The Belgian citizen is currently working with a group of other victims and a team of lawyers, and plans to present their collective case against the Colombian agency in the Belgian courts this July, the first European citizens to do so.

Certain European NGOs also claim to have been the target of a concerted campaign to discredit their activities and tarnish their reputations.

1946 UK-US intelligence agreement published

The Guardian reports that the terms of a 1946 secret agreement that became the core of the special relationship between Britain and the US have been recently published (read it here).

A six-page “British-US Communication Intelligence Agreement”, known as BRUSA, later UKUSA, tied the two countries into a worldwide network of listening posts run by GCHQ, Britain’s biggest spying organisation, and its US equivalent, the National Security Agency.

Though its existence has long been known, the agreement, negotiated in London in March 1946, is only now being published, and for the first time officially acknowledged, after freedom of information requests in Britain and the US. Under the agreement, the countries agreed to exchange the knowledge from operations involving intercepting, decoding and translating foreign communications, including the “acquisition of communication documents and equipment”.

A GCHQ spokesman said last night: “The 1946 UKUSA agreement formed the basis for co-operation between the two countries throughout the cold war and continues to be essential in keeping the UK safe from today’s threats.”

Ed Hampshire, a senior records specialist at the National Archives, said: “The agreement represented a crucial moment in the development of the ‘special relationship’ between the two wartime allies and captured the spirit and practice of the signals intelligence co-operation which had evolved on an ad-hoc basis during the second world war.”
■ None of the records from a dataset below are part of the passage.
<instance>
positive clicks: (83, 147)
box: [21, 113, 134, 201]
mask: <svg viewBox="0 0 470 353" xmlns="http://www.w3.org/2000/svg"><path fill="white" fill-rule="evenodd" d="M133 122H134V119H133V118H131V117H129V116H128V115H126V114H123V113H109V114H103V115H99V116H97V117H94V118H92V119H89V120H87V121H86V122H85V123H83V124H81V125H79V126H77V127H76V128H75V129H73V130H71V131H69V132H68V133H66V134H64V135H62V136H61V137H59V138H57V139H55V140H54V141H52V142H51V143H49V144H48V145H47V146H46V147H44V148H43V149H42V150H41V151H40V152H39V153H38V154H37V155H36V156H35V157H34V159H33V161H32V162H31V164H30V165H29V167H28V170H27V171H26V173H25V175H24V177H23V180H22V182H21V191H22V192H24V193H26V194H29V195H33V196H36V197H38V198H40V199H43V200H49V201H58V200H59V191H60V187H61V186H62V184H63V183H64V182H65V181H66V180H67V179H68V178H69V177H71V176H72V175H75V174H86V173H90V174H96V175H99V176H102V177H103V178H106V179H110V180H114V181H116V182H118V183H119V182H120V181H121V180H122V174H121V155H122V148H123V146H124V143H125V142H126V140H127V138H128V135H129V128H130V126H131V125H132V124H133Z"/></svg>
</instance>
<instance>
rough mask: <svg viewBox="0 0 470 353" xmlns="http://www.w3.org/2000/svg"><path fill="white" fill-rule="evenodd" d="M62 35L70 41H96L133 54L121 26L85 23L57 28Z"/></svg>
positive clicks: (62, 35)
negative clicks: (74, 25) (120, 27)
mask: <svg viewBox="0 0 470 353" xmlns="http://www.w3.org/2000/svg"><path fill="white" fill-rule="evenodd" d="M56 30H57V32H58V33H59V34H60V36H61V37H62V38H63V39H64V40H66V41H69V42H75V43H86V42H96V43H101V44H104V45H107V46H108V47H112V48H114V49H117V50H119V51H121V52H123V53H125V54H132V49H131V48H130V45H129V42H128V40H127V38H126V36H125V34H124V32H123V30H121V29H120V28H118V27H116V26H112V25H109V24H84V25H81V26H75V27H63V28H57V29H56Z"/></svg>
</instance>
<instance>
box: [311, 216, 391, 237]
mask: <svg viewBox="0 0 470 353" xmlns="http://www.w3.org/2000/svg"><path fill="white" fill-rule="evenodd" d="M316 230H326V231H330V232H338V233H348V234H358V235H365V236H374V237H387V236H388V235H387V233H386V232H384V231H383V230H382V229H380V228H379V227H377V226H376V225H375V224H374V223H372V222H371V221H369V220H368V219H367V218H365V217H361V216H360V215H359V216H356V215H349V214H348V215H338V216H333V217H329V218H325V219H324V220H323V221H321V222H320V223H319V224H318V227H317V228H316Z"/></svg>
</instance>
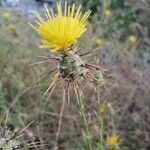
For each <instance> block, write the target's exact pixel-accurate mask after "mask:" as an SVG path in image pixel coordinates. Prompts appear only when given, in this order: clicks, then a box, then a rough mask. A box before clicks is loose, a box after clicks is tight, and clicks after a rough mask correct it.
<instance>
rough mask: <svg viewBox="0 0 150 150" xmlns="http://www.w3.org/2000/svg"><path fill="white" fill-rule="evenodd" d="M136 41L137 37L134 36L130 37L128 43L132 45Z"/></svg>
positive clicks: (131, 36)
mask: <svg viewBox="0 0 150 150" xmlns="http://www.w3.org/2000/svg"><path fill="white" fill-rule="evenodd" d="M136 40H137V38H136V36H134V35H130V36H129V37H128V41H129V42H131V43H135V42H136Z"/></svg>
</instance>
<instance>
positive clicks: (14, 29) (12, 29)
mask: <svg viewBox="0 0 150 150" xmlns="http://www.w3.org/2000/svg"><path fill="white" fill-rule="evenodd" d="M7 29H8V30H9V31H15V30H16V25H15V24H13V23H11V24H9V25H8V26H7Z"/></svg>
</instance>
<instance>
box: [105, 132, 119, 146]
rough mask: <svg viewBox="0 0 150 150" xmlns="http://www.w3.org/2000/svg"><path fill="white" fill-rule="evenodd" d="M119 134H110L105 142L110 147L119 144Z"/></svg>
mask: <svg viewBox="0 0 150 150" xmlns="http://www.w3.org/2000/svg"><path fill="white" fill-rule="evenodd" d="M119 139H120V137H119V135H117V134H112V135H111V136H108V137H107V139H106V144H107V145H108V146H109V147H110V148H114V147H116V146H117V145H118V144H119Z"/></svg>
He added: “As the threat posed by Nazi Germany was replaced by a new one in the east, the agreement formed the basis for intelligence co-operation during the cold war. The two nations – linked by common bonds of history, culture and language – agreed not to collect intelligence against each other or to tell any ‘third party’ about the existence of the agreement.”

Pentagon allegedly reviving Bush-era domestic spy program

IntelNews.org reports that an obscure unit under the Pentagon’s Defense Intelligence Agency (DIA), called the Defense Counterintelligence and Human Intelligence Center (DCHC), is suspected to have resuscitated a notorious Bush-era domestic surveillance program, the Threat and Local Observation Notice (TALON), which was banned by Congress for being too obtrusive.

TALON, a US Air Force intelligence collection program aimed to gather data on potential threats to American armed forces personnel in the US and abroad, was authorized in 2002 by the then Deputy Secretary of Defense, Paul Wolfowitz. But the initiative was allegedly shelved by the Bush administration, after it emerged that TALON intelligence collection focused largely on political policing against lawful antiwar groups.

New reports suggest that DCHC is creating a new system of consolidated databases whose focus closely resembles that of TALON. Official descriptions of the DCHC surveillance program state that it will focus on information that would help Defense analysts “identify or counter foreign intelligence and terrorist threats to the DoD and the United States”. But two anonymous US officials told reporters that, back in 2007, when TALON was banned, most of its intelligence collection focus was actually transferred to DCHC. The latter scaled down but essentially continued the controversial intelligence activities.